SAN FRANCISCO — Counties and cities in California may prohibit gun shows on their fairgrounds and other public properties, despite state laws that allow such events, the state Supreme Court ruled Monday.
The decision was expected to set off an avalanche of new such ordinances across the state. In briefs submitted to the court, at least 20 cities and counties had urged the justices to allow such bans.
Monday’s 6-1 ruling upheld bans passed in 1999 in Los Angeles and Alameda counties amid concerns that gun shows promoted violence and tarred the area’s public image.
“Alameda County has the authority to prohibit the operation of gun shows held on its property,” Justice Carlos R. Moreno wrote.
The gun industry argued that local governments are powerless to regulate the industry because the Legislature has authorized gun shows on public property, and the state laws supersede the local ones.
California’s high court had never before ruled on whether statewide regulation of gun sales leaves room for more restrictive local measures.

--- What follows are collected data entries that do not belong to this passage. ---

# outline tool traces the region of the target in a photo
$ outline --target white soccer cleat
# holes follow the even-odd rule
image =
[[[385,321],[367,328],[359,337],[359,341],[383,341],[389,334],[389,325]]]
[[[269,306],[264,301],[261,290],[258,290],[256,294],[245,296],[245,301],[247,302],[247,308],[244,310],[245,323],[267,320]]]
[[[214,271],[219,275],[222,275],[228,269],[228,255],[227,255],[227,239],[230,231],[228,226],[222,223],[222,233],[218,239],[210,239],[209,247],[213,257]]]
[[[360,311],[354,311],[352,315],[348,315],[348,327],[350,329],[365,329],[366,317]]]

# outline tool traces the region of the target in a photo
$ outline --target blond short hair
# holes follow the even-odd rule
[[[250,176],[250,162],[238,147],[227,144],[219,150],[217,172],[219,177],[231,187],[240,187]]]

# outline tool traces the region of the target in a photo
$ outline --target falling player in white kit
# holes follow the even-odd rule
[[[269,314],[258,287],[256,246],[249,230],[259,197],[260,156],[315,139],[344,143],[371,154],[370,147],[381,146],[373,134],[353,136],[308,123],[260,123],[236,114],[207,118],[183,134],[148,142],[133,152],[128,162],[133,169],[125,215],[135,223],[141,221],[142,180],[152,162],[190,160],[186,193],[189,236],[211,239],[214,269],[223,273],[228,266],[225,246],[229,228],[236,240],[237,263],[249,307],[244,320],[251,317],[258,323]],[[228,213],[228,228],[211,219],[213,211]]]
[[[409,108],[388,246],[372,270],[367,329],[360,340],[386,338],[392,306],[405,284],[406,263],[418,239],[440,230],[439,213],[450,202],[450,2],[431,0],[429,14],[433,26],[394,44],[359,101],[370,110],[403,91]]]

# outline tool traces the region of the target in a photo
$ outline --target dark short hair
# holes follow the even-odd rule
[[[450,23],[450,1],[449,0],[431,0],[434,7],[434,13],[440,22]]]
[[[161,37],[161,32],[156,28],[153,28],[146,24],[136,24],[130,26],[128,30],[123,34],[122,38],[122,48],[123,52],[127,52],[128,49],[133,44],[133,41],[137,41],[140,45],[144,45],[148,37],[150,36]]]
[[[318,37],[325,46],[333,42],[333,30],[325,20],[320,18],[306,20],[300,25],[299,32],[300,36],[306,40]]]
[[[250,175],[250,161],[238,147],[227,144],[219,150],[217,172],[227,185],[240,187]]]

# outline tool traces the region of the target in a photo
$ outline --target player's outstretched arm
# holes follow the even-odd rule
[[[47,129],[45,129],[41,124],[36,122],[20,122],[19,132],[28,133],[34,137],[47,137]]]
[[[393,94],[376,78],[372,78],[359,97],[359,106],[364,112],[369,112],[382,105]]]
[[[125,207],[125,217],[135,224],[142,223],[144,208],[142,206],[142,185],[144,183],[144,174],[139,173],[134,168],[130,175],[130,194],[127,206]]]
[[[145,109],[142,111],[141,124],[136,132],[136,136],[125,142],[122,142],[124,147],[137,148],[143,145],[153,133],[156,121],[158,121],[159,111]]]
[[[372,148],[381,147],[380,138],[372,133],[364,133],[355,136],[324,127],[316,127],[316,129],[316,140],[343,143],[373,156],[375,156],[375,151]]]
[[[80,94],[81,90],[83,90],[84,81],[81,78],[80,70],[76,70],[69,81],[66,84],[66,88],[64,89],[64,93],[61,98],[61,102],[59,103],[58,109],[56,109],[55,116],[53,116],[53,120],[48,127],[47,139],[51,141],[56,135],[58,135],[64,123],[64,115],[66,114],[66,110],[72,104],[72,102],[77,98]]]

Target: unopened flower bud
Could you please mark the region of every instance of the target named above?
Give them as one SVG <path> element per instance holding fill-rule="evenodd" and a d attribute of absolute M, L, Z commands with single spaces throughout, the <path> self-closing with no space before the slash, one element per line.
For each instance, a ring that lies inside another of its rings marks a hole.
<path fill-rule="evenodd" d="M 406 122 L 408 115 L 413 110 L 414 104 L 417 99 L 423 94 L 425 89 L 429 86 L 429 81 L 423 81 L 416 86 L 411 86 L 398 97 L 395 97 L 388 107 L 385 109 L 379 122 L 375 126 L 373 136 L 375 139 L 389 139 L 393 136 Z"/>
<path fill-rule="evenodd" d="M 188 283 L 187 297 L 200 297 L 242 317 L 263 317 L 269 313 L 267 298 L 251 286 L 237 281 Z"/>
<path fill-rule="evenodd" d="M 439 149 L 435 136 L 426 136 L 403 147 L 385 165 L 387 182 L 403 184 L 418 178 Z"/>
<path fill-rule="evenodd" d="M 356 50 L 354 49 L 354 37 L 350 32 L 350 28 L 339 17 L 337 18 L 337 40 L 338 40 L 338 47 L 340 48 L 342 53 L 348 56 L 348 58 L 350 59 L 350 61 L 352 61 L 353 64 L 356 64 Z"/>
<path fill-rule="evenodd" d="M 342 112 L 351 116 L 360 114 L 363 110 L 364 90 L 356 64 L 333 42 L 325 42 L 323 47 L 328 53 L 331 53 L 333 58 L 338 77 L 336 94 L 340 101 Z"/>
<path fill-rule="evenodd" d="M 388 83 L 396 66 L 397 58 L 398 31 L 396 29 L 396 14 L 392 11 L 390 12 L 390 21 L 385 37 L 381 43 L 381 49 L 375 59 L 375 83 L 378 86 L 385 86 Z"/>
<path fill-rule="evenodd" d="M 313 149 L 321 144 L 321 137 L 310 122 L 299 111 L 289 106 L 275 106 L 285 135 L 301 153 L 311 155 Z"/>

A state appeals court overturned San Francisco’s 1982 ban on handgun possession, saying cities and counties cannot write such laws. But in 1998, another appeals court upheld West Hollywood’s ban on cheap handguns known as Saturday Night Specials, which were legal in other parts of the state.
Alameda County outlawed gun possession on county property after a shooting at its fairgrounds in Pleasanton. Los Angeles County issued its ban for its fairgrounds in Pomona as county lawmakers decried gun violence.